The Bulls, as has been a trend thus far, were poor on defence and beaten out wide by a Blues attack that didn’t even look particularly threatening. They were also ill-disciplined, with 12 penalties and two yellow cards, with a penalty in the final minute ultimately costing them the game. However perhaps more telling was their inability to capitalize on a Blues side that also conceded two yellow cards and was penalised 15 times! What stands out most about Saturday is not that the Bulls lost to a good side, as was the case in their first two matches against the Sharks and Stormers, but that they they managed to be more poor than a Blues side that was also objectively very poor.
The Bulls trajectory this season doesn’t looking promising.

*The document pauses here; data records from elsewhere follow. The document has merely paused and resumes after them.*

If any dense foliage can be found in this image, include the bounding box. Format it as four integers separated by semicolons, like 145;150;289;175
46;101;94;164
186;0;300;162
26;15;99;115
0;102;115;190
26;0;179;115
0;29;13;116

While I don’t think many sides will walk over them, they will most likely not be providing very entertaining rugby, nor very many wins. To be unable to beat New Zealand’s most inconsistent side at home and after a week’s rest says something about the mental strength of the side and doesn’t suggest promising results for them on the road. I see a Bulls side that may knock over one two of the Aussie sides, be competitive in the local derbies and probably lose most of their matches against the New Zealand teams. Luckily they don’t face the Crusaders.
My sentiments around the Bulls were based on a physical pack, coaching continuity and the belief that they were implementing their traditional strengths of a strong set piece and kicking game in 2020. What has become obvious instead is a lack of creativity on attack, a lack of organization on defence and lack of discipline throughout the game.